La modalità della conversazione in stile Facebook ha consentito una grande libertà di espressione, e molti commenti non sono adatti ad essere citati qui per la loro ruvida e spesso icastica franchezza: in realtà, durante ogni laboratorio arriviamo a stabilire un rapporto personale che a volte continua anche dopo la laurea, specie con quelli che ho aiutato a trovare un’occupazione interessante.
Ci siamo pure divertiti a stilare una classifica di gradimento: al primo posto è risultata Lucia Annunziata, per la sua capacità di analizzare con indipendenza la situazione svincolandosi dal suo credo politico favorevole ai democratici. All’ultimo Rula Jebreal, tanto bella quanto ideologicamente schierata. È stata notata la grande incongruenza della sua affermazione nel momento in cui Biden sembrava perdente: “È stata evidentemente colpa della disinformazione”. Ora, se disinformazione c’è stata, con tutti i media schierati all’unisono, è stata quella contro Trump.
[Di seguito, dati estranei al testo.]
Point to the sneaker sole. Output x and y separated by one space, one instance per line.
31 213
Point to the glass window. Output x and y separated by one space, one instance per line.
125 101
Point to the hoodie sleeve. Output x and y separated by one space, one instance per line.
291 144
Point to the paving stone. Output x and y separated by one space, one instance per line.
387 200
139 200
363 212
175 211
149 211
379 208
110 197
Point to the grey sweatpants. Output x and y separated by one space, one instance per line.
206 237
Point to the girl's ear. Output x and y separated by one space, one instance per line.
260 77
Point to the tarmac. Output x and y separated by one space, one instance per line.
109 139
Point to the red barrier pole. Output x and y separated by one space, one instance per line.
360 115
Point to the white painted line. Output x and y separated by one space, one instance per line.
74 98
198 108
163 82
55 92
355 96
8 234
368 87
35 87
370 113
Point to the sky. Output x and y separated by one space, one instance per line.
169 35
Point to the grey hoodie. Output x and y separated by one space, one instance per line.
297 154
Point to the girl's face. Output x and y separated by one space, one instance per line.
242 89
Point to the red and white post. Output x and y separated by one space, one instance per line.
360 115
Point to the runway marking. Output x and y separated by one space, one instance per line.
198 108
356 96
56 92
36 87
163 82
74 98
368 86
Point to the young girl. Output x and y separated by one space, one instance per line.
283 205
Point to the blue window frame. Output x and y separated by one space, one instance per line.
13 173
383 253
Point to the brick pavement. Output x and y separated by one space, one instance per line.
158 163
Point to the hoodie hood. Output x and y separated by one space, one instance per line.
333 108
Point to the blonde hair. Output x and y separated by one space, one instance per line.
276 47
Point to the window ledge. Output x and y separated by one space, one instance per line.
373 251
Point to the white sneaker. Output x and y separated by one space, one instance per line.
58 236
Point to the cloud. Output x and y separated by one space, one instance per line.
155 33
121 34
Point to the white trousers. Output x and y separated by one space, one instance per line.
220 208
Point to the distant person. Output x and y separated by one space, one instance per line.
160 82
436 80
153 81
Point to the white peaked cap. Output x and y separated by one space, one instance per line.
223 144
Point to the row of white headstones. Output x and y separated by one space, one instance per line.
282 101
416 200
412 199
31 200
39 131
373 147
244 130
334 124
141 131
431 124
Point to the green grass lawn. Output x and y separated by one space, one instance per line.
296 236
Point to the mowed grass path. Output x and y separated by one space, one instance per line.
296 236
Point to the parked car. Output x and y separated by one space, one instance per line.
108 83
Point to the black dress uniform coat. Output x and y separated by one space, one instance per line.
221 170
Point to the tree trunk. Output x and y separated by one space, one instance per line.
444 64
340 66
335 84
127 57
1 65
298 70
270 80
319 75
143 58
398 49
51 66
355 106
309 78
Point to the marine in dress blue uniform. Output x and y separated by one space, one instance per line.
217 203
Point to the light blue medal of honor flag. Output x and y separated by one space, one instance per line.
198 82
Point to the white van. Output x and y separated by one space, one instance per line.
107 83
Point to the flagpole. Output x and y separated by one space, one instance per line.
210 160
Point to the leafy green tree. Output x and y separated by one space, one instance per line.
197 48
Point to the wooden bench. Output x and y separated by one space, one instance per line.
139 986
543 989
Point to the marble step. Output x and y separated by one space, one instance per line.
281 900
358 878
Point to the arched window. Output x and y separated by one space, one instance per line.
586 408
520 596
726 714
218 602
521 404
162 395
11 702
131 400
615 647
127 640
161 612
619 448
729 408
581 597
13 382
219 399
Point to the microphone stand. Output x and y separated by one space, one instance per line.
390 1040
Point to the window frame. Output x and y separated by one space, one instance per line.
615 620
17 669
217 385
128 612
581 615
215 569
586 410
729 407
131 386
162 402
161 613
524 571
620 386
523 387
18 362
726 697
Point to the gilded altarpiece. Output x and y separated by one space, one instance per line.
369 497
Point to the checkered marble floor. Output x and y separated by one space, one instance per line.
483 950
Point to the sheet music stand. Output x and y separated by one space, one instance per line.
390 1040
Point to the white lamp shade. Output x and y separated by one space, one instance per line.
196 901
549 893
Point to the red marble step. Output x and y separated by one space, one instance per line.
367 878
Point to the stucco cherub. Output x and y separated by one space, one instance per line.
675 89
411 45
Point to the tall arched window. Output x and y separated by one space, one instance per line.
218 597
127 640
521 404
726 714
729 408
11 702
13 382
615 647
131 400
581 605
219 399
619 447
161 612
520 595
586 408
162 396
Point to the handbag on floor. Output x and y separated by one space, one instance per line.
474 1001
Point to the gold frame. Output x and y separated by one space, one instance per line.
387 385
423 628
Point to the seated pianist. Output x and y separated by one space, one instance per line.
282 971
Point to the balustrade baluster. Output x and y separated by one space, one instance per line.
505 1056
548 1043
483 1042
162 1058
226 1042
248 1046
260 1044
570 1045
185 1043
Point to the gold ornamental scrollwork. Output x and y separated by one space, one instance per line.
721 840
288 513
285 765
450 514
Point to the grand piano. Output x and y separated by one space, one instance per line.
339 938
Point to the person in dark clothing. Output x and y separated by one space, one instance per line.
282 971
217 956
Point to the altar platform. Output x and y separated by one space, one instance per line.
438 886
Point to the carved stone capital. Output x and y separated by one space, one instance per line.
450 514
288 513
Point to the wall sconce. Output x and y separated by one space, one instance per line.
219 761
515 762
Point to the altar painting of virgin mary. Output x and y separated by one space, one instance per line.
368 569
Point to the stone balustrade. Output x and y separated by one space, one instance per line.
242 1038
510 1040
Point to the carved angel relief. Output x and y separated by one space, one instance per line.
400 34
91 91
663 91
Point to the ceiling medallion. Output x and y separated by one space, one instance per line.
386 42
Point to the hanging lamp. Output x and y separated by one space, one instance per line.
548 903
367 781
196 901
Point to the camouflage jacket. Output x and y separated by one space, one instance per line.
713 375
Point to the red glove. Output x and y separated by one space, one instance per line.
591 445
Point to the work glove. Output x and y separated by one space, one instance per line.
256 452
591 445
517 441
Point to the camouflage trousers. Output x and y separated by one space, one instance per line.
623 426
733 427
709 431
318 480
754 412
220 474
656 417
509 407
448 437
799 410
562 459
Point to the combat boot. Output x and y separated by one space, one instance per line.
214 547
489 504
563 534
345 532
L’ultimo commento dei miei studenti che ho riportato è particolarmente interessante, perché in due righe dà la spiegazione della crisi della stampa: un ambiente dove editorialisti diventati oramai delle star televisive come i virologi, se la fanno, se la dicono e se la raccontano tra di loro, seguendo più il proprio orientamento politico che “i fatti separati dalle opinioni”. Commettendo inoltre l’errore di scrivere articolesse lunghissime, che allontanano i potenziali lettori che vivono oramai immersi in quella condizione che ho chiamato “costante attenzione parziale” nel mio saggio McLuhan non abita più qui?, scritto proprio partendo dalle intuizioni emerse durante anni di laboratorio in università.
In effetti abbiamo letto per settimane apodittiche sentenze di inviati dei più grandi quotidiani italiani: “Trump sta perdendo l’appoggio degli ispanici”, “Trump ha sempre meno seguito tra i cattolici”, “Le classi medie sono conquistate dalla moderazione di Biden, molti repubblicani lo votano”. Leggendo queste sentenze, spesso reiterate, non si capisce cosa siano stati a fare in America, evidentemente hanno frequentato solo circoli democratici. Non c’è nessuno degli editorialisti di gran nome che abbia voluto, ad esempio, citare il bel numero di accordi di pace fatti da Trump negli ultimi tempi, che consentiranno ai figli del “popolo”, che vanno a fare la naja per avere uno stipendio, di farlo con la tranquillità di non essere ammazzati mentre sono in missione in un paese in guerra. Inoltre non s’è mai visto un accenno alla effettiva possibilità di brogli nelle schede inviate via posta di cui da molto tempo si discute in molti ambienti della politica americana. Per non parlare del grave, omertoso silenzio con cui sono state sepolte le nuove evidenze dei traffici di Hunter Biden in Ucraina, al punto di non poter costituire un elemento da spendere in tempo nella campagna elettorale agli sgoccioli.
Se andrà a finire con un vittoria di misura dei Democratici, i Repubblicani avranno compiuto comunque un’impresa titanica considerata sia l’imprevista tragedia del Covid, sia lo schieramento massiccio dei media, in particolare delle televisioni. Resta il fatto che l’America non corrisponde a quella che ci è stata raccontata, visto che è divisa a metà come se fossero due nazioni, come ha giustamente notato su queste pagine Riro Maniscalco: “Le uniche cose che possiamo affermare con certezza sono che ancora una volta sondaggi e profeti della politica ci hanno raccontato un bel po’ di balle mostrando tutta la loro incapacità di guardare e capire”.
Ma forse non si tratta solo di incapacità: in realtà sono corsi fiumi di denaro spesi per sondaggi pompati e per mezzi di informazione che si sono rivelati tutt’altro che liberi, anche da noi.
Quello che più amareggia, è non leggere oggi nemmeno uno straccio di autocritica da parte dei nostri soloni, che anzi si apprestano a brindare dopo aver sudato assai freddo per un giorno.
In ogni caso, il racconto dell’America in occasione delle elezioni 2020 costituisce il definitivo de profundis per un mestiere che ha smesso da tempo di essere libero.